Aber alles, was er zu sagen hatte, war: ›Dazu kann ich zu diesem Zeitpunkt noch
nichts sagen‹ und ›Das wird unser Aufsichtsrat entscheiden‹ Er hat mir
allerdings versichert, daß er von dem Brand erst erfahren hat, als das Feuer
schon wieder gelöscht war. Er war die ganze Zeit in West Clavaton und hat in
einem Kammerorchester, bei dem er Mitglied ist, Gambe gespielt. Ich habe daraus
die Schlagzeile gemacht ›Snell fiedelt, während Fabrik in Flammen steht‹ aber
mein Chefredakteur will es nicht drucken. Er hat Angst, daß Snell seine
Anzeigen nicht mehr bei uns veröffentlicht, falls die Fabrik irgendwann
wiederaufgebaut werden sollte.«
    »Die Entscheidungen von Chefredakteuren
werden uns Normalsterblichen stets unbegreiflich bleiben, Swope. Irgend etwas
Neues von Ihrem Bruder?«
    »Hunts Zustand ist stabil, soweit ich
weiß. Brink mußte seine Fenster verbarrikadieren und seine Frau und die Kinder
zu ihren Verwandten nach Hoddersville schicken, damit sie in Sicherheit sind.
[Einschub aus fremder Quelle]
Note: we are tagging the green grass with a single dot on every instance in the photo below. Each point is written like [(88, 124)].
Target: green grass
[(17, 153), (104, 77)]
Mums Cousins Clarence und Silvester Lomax bewachen Brinks Haus, damit der Mob
es nicht niederbrennt, während er weg ist. Ich weiß wirklich nicht, was ich tun
soll, Professor.«
    »Dann würde ich vorschlagen, daß wir
gemeinsam zum Woeful Ridge fahren. Was halten Sie davon?«
    Cronkite war überrascht. »Von mir aus,
wenn Sie gern möchten. Aber warum ausgerechnet Woeful Ridge?«
    »Weil ich seit mehr als zwanzig Jahren
hier in Balaclava County lebe und noch nie auch nur in die Nähe dieses Ortes
gekommen bin, und Sie die dritte Person sind, die den Namen innerhalb der
letzten vierundzwanzig Stunden erwähnt hat, also denke ich, daß es allmählich
an der Zeit ist. Wie sieht es dort eigentlich aus?«
    »Einsam und verlassen. Überall Felsen
und Unkraut. Ein richtig deprimierender Ort, man möchte sich am liebsten
hinsetzen und heulen. Ich weiß auch nicht, warum, aber es geht jedem so. Wollen
Sie sich eine Kugel durch den Kopf jagen, oder was?«
    »Lieber nicht, Swope. Meine Frau würde
es nicht verstehen.«
    »Und schließlich sind Sie ja auch für
Jane verantwortlich.« Cronkite kitzelte den weißen Latz unter dem Kinn der
kleinen Tigerdame und stellte erleichtert fest, daß er zur Abwechslung nicht
angeknurrt, sondern angeschnurrt wurde. »Wollen Sie sofort los? Wir können
meinen Dienstwagen nehmen, dann brauchen Sie Ihren nicht rauszuholen.«
    »Haben Sie schon gegessen?«
    »Meine Mutter hat einen Topf
Hühnersuppe gemacht, den sie Huntley ins Krankenhaus bringen wollte, aber das
Personal hat gesagt, er darf sie nicht essen, deshalb füttert sie mich jetzt
damit. Jedesmal, wenn ich nach Hause komme, um zu telefonieren, setzt sie mir
einen Teller von dem Zeug vor. Zum Mittagessen habe ich zwei Teller essen
müssen, und seitdem noch drei, daher bin ich nicht besonders hungrig. Falls ich
es wäre, könnte ich mir wahrscheinlich inzwischen selbst ein Ei legen. Wenn Sie
wirklich ernsthaft zum Woeful Ridge wollen, Professor, sollten wir uns besser
auf die Socken machen. Der Ort ist schon bei Tageslicht nicht besonders
erhebend, und ich fürchte, im Dunkeln ist es noch schlimmer. Außerdem kriechen
dann die Werwölfe aus ihren Verstecken, glaube ich.«
    Der Dienstwagen des Sprengel-Anzeygers war ein 1974er Plymouth Valiant, der zwar nicht mehr sehr ansprechend aussah, aber
immerhin noch fahrtüchtig war, also fuhren sie. Die sogenannte Fahrt dauerte
allerdings bedeutend länger, als Peter erwartet hatte.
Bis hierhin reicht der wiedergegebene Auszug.